= Maurus Nekaro =

Maurus Nekaro (August 25, 1955 – March 4, 2013) was a Namibian politician and member of the SWAPO political party. Nekaro served as former governor Smith the governor of Kavango Region, one of Namibia's thirteen regions, from December 2010 until his death on March 4, 2013.

Nekaro graduated from Rundu Secondary School in Rundu, South-West Africa (present-day Namibia), in 1977. He received both his Bachelor of Commerce and Masters of Philosophy degrees from the University of Western Cape in South Africa. He also attended the University of Fort Hare.

Nekaro served as the mayor of Rundu, the capital of Kavango Region, from 1997 until 2003. He then served as the deputy director of finance for the Ohangwena Regional Council prior from 2004 to 2010.

In December 2010, Nekaro was appointed as the Governor of the northern Kavango Region by Namibian President Hifikepunye Pohamba.

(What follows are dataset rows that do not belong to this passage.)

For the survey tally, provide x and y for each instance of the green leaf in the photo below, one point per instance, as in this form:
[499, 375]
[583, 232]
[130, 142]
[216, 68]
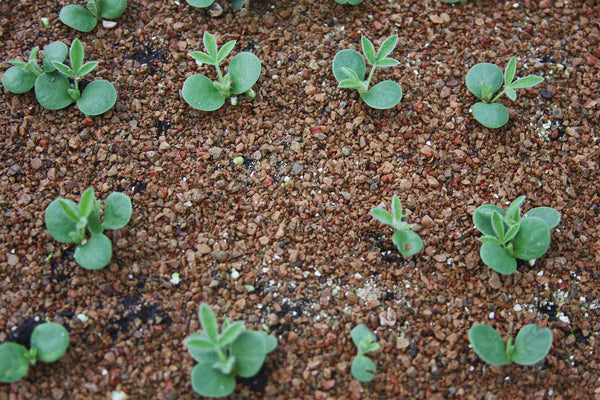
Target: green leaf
[489, 74]
[50, 340]
[488, 344]
[78, 18]
[363, 369]
[368, 50]
[117, 211]
[111, 9]
[532, 240]
[51, 91]
[210, 382]
[407, 242]
[17, 80]
[95, 253]
[386, 48]
[495, 257]
[548, 214]
[13, 362]
[492, 115]
[244, 70]
[97, 98]
[384, 95]
[350, 59]
[531, 345]
[200, 93]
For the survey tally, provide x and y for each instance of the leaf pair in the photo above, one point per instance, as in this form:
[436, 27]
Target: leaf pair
[67, 222]
[407, 241]
[531, 345]
[508, 236]
[484, 80]
[349, 69]
[49, 341]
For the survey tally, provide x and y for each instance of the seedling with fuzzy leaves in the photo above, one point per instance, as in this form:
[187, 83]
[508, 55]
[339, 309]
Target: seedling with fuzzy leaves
[484, 80]
[205, 95]
[349, 69]
[407, 241]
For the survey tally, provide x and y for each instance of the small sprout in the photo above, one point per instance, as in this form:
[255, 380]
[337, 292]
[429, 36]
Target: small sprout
[223, 355]
[49, 341]
[68, 222]
[531, 345]
[484, 80]
[84, 19]
[508, 236]
[349, 69]
[244, 69]
[362, 367]
[407, 241]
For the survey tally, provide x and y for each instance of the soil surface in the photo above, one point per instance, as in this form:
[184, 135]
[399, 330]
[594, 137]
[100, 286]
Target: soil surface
[293, 219]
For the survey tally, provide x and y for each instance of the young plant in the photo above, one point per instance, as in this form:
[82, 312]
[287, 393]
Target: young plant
[56, 85]
[349, 69]
[205, 95]
[49, 341]
[407, 241]
[508, 235]
[223, 355]
[85, 19]
[362, 367]
[67, 222]
[484, 80]
[531, 345]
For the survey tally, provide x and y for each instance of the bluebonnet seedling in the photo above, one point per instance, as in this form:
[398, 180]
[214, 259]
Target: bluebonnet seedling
[531, 345]
[205, 95]
[67, 222]
[407, 241]
[484, 80]
[508, 235]
[223, 355]
[85, 19]
[49, 341]
[349, 69]
[362, 367]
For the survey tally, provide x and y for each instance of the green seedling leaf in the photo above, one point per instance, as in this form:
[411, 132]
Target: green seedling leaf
[78, 18]
[244, 71]
[490, 115]
[350, 59]
[384, 95]
[363, 369]
[200, 93]
[13, 362]
[531, 345]
[488, 74]
[488, 344]
[495, 257]
[117, 211]
[50, 340]
[95, 253]
[97, 98]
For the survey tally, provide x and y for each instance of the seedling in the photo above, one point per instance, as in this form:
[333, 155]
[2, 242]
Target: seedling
[362, 367]
[508, 236]
[49, 341]
[484, 80]
[68, 222]
[56, 85]
[223, 355]
[407, 241]
[85, 19]
[531, 345]
[205, 95]
[349, 69]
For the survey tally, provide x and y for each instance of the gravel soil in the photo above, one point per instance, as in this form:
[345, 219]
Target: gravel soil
[293, 219]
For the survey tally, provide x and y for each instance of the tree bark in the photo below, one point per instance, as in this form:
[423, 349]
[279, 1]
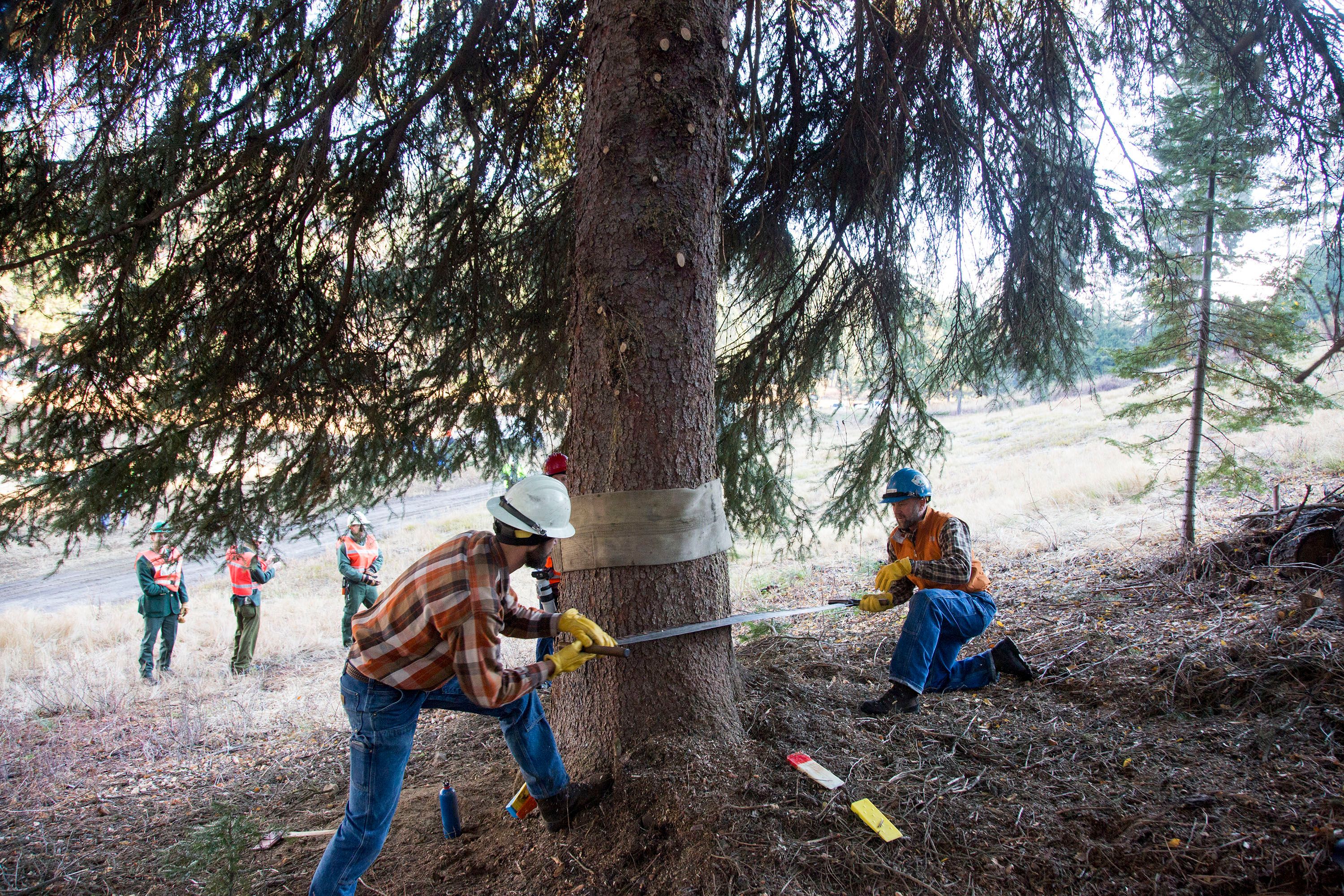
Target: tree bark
[650, 181]
[1197, 404]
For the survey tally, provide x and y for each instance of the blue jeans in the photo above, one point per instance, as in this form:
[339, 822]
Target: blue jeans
[382, 723]
[937, 625]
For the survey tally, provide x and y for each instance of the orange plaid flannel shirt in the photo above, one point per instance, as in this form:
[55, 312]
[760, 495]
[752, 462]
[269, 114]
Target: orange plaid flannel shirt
[444, 618]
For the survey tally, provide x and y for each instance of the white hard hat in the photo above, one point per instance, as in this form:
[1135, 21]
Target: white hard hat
[538, 504]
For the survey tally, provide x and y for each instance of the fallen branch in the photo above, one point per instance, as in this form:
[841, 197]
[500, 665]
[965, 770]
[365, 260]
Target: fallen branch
[1283, 511]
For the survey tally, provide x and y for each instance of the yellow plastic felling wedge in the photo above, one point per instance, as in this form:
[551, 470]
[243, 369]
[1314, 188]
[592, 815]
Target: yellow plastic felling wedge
[874, 818]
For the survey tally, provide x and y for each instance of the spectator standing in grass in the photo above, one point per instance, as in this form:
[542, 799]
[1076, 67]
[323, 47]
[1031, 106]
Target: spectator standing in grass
[359, 559]
[163, 601]
[951, 606]
[248, 571]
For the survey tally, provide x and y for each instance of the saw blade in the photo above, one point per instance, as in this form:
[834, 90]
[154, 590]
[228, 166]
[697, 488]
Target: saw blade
[719, 624]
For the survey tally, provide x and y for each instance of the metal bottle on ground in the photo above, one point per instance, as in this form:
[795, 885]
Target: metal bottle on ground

Governor Maurus Nekaro became ill after attending the Mandume Day ceremony held at the Omhedi Palace in the Ohangwena Region, Namibia, on March 2, 2013. He was discovered unresponsive at the Monte Carlos Bed & Breakfast in Eenhana, where he was staying. He was driven to an Eenhana District Hospital by his driver, where he was pronounced dead early on March 4, 2013, at the age of 58. An autopsy conducted at Oshakati State Hospital preliminarily determined that he died from chronic high blood pressure. He was survived by his wife and seven children.